Posted by: Roger Pielke, Jr. at April 19, 2006 03:00 PM


tpiddy writes, "If man is causing the earth to warm we must do something."

I definitely agree with you, if man is causing the earth to warm by more than 5 degrees Celsius by 2100. But what if it's only 2 degrees Celsius by 2100 (which is less than the temperature increase of moving a couple hundred miles south)? What if it's only 1 degree Celsius by 2100?

"I think most agree that dealing with the consequences of a warmer earth will be more harder than whatever policy we construct now."

Don't you agree that people in 2050 or 2100 will be much more wealthy than we are, and have more more technological capability than we do? If so, why wouldn't they have an easier time dealing with a warmer world than we have in keeping the world from warming?

Also, are you sure they will even think that a warmer world is worse, if the warming is only 1 degree Celsius or so? (That's the equivalent of moving from Cleveland, OH, to Cincinnati, OH.) After all, the population in the United States is generally moving south, not north. And Canada and Russia are much less densely populated than countries near the equator.

Posted by: Mark Bahner at April 19, 2006 07:11 PM


I would say that man's activies beyond a doubt are contributing to global warming. The true question, as Mark keeps saying, is "How much?" And do we want to accept the economic costs of doing something about it?

Posted by: Carolynn at April 20, 2006 12:27 PM


"I would say that man's activies beyond a doubt are contributing to global warming. The true question, as Mark keeps saying, is "How much?" And do we want to accept the economic costs of doing something about it?"

Uh-oh! Someone who agrees with me. Do you know what "they" say, Carolynn, about people with thoughts like yours? (Hint: You aren't a VP at Exxon, are you? ;-))

Posted by: Mark Bahner at April 20, 2006 03:05 PM


Mark,

I agree with you too. In fact, you are the only one who makes any sense.

The statement: "The science no longer matters...", is extraordinarily disturbing, especially from scientists. I suppose what this means is that scientific debate is no longer required to get a sufficient number of votes to enact policy, as the votes are already there. If that is so, then take the time to say it. Simply stating that the science no longer matters is both factually incorrect and counter productive. Such statements can surely be used and abused elsewhere.

The main point, however, is exactly what Mark has stated. What good is a policy that will do more harm than good, and quite possibly no good at all? Why would anyone from a background of logic and reason be in favor of such a policy, much less advocate it stridently?

The debate has never been about whether or not increasing CO2 had a warming influence on the atmosphere. The debate has always been about how much influence it will have; will it be a serious problem; and, if so, what solutions will be cost effective.

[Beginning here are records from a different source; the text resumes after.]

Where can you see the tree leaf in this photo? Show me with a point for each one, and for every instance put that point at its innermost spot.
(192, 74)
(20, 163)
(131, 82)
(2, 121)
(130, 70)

The science of the last 5 years has simply confirmed that there has been warming over the last several decades. This warming has no impact on the skeptic’s argument, which has always included warming and cooling cycles, but it does indicate that AGW supporters MAY not be COMPLETELY wrong.

How much of the warming is man-made is still very debatable. Since the total warming is below the minimum predictions of the climate models, it seems very foolish to buy into the more pessimistic forecasts of the AGW models and then promote policies that will generate costs but do no measurable good, regardless of what the actual threat turns out to be.

If we simply want Congress to ‘act’, why bother to educate them about anything? If, however, we want them to produce energy policies that benefit the citizens of the United States, then the science is and always will be extremely important!

Perhaps Roger is simply making an observation, but the underlying sentiment appears to be that the observation is favorable. Most of the comments that follow express the same sentiment that 'finally, something can be done!' If I am reading this right, then I am disturbed by the sentiments expressed here, except for Mark’s, who is the only one keeping the issues in the proper perspective!